US GDP growth beat expectations in today’s “advance” estimate of third-quarter data. Output increased by an annual 3.5% (seasonally adjusted real rate), the Bureau of Economic Analysis reported earlier today. The gain is slightly above The Capital Spectator’s 3.3% nowcast (based on several sources) from earlier this week. Although the Q3 advance marks a solid rise, today’s results reaffirm expectations that growth has decelerated following Q2’s sizzling 4.2% surge.
Despite the softer quarter gain, on a year-over-year basis, the upward trend for GDP comparisons remained intact in Q3. The inflation-adjusted annual jump in real GDP ticked up to just above 3.0%, marking the ninth-straight quarterly improvement. The 3.0% increase in Q3 vs. the year-ago quarter reflects the strongest annual gain in three years, a sign that the nine-year-old economic expansion — the second-longest on record — still has room to run.

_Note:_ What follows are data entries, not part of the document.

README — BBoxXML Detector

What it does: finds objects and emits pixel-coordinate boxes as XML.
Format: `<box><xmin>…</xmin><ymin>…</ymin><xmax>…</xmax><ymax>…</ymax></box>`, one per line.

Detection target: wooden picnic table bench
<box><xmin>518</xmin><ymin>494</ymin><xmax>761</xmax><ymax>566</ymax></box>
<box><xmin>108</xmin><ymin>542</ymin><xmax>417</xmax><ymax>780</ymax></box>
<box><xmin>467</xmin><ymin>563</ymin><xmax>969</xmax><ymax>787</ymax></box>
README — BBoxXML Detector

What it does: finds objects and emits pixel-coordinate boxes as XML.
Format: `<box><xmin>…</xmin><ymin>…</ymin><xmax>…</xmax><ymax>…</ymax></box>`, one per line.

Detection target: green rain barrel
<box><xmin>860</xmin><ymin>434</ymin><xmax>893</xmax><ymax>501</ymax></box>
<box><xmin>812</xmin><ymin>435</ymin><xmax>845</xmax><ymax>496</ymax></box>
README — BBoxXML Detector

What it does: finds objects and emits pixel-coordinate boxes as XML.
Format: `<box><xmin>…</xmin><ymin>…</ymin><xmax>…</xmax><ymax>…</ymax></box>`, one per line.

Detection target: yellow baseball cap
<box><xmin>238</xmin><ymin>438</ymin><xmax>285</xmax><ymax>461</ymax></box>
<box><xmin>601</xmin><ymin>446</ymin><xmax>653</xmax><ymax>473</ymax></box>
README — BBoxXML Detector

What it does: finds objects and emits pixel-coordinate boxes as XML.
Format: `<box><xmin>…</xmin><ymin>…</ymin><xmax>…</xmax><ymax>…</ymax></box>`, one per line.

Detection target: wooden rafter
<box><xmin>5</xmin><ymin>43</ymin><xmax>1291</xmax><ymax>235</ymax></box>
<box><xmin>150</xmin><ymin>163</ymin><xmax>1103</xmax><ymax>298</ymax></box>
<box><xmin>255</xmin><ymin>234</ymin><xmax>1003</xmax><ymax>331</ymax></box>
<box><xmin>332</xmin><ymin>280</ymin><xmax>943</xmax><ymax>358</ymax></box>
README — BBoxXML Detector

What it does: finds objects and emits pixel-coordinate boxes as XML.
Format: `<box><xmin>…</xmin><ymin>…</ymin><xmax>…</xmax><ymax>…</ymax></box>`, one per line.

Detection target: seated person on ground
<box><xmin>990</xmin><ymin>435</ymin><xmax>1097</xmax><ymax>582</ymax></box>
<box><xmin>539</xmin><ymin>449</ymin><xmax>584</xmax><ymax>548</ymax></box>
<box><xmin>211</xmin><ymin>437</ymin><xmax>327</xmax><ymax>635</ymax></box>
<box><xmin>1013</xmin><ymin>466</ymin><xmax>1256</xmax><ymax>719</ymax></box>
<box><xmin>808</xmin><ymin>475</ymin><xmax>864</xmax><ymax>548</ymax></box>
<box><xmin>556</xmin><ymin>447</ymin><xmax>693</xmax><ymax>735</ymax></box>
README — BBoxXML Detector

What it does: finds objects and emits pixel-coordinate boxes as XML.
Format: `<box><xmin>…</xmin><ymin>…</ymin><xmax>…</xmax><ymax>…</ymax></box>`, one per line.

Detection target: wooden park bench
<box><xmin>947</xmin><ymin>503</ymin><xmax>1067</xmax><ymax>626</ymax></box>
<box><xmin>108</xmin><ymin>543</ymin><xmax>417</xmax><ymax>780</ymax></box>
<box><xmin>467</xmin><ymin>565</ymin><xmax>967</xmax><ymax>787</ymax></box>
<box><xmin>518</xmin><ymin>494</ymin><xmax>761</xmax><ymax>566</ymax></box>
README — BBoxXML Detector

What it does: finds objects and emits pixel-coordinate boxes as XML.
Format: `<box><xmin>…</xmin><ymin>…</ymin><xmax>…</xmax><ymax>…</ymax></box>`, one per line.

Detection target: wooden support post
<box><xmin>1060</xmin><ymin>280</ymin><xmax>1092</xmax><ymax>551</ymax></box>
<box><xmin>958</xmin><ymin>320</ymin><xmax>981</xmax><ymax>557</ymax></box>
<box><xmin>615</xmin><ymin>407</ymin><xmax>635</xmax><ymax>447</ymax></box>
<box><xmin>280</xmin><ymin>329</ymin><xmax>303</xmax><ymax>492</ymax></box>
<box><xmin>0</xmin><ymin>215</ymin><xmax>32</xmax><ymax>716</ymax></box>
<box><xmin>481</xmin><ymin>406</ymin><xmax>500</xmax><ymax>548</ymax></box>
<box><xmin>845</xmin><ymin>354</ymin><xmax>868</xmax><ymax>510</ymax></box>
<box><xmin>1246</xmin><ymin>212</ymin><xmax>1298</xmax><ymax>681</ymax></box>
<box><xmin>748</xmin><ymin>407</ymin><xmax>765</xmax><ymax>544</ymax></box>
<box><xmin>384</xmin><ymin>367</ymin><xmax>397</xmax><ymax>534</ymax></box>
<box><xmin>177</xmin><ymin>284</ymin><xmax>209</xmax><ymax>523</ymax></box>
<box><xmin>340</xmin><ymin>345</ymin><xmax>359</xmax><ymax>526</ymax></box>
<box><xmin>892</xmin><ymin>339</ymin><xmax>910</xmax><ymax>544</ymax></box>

The nominal measure of GDP (before adjusting for inflation) also ticked up in year-over-year terms in Q3, although just barely. Output increased 5.5%, fractionally faster than Q2’s 5.4% gain. The generally unchanged annual pace at the nominal level raises the possibility that recent rebound in economic growth may have peaked.
While headline GDP growth decelerated on a quarterly basis in Q3, consumer spending – the main driver of economic activity – picked up. Real personal consumption expenditures grew 4.0% in the July-through-September period, up from 3.8% in Q2. The latest gain in spending marks the strongest increase since 2014 for quarter-over-quarter comparisons.
Overall, today’s results reaffirm that economic growth remains healthy and so recession risk remains low, as noted in last week’s business-cycle profile and this week’s issue of The US Business Cycle Risk Report. But with expectations now focused on the potential for an ongoing slowdown in the macro trend, the focus in the weeks ahead turns to incoming data for early clues on what to expect for Q4.